Jul 22, 2013; Boston, MA, USA; Tampa Bay Rays shortstopYunel Escobar
(11) ducks to avoid an inside pitch during the ninth inning of their 3-0 win over the Boston Red Sox at Fenway Park. Mandatory Credit: Winslow Townson-USA TODAY Sports
In the NHL, seemingly every team has a player that could be referred to as a ‘pest.’ The pest is that player that just gets under the skin of the opposition, and seemingly has an uncanny of drawing the other team into making mistakes. He is the kind of player that fans love on their team, but detest on another squad. There are not a lot of players like that in baseball, but the Rays appear to have one in Yunel Escobar.
Escobar has seemingly been a lightning rod for controversy from the start, and it had typically been of his own doing. He was sent packing from Atlanta because he and former manager Bobby Cox could not get along, and generated more controversy through the homophobic slur on his eyeblack in Toronto. Yet, since coming to Tampa, he has found a place that he can be himself, and be appreciated by his teammates, coaching staff and the fans.
What Escobar, and Chris Archer, for that matter, do is play the game with enthusiasm. Escobar frequently will jump and celebrate after making an excellent play in the field, which has caused him to rapidly become a favorite amongst the Rays fans. Yet, those antics have helped to draw the ire of the fans of the opposing team, and opposing players. Sometimes, even his seemingly innocuous actions can lead to vitriol amongst the fans.
A case in point was last night, when Escobar did not toss a foul ball into the stands at Fenway while on deck. On the very first pitch of the ensuing plate appearance, Escobar ducked out of the way of a high and tight fastball. Naturally, the crowd at Fenway had completely normal reaction….wait…..actually, they cheered loudly that the ball had been close to Escobar’s head. All because he did not flip a foul ball into the stands?
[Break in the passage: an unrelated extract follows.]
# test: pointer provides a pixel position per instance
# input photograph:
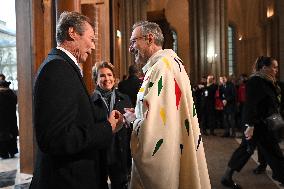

However, this is the type of reaction a player like Escobar elicits. He is that player that the opposition loves to hate, and they likely will make their displeasure known in any way possible. Yet, if the script was flipped, and Escobar was on their team, those same fans would likely consider him a fan favorite, and go out of their way to expound upon his virtues.
Yunel Escobar is probably the closest that baseball has to the NHL pest. Fortunately for the Rays, he is their pest, and they are glad to have him.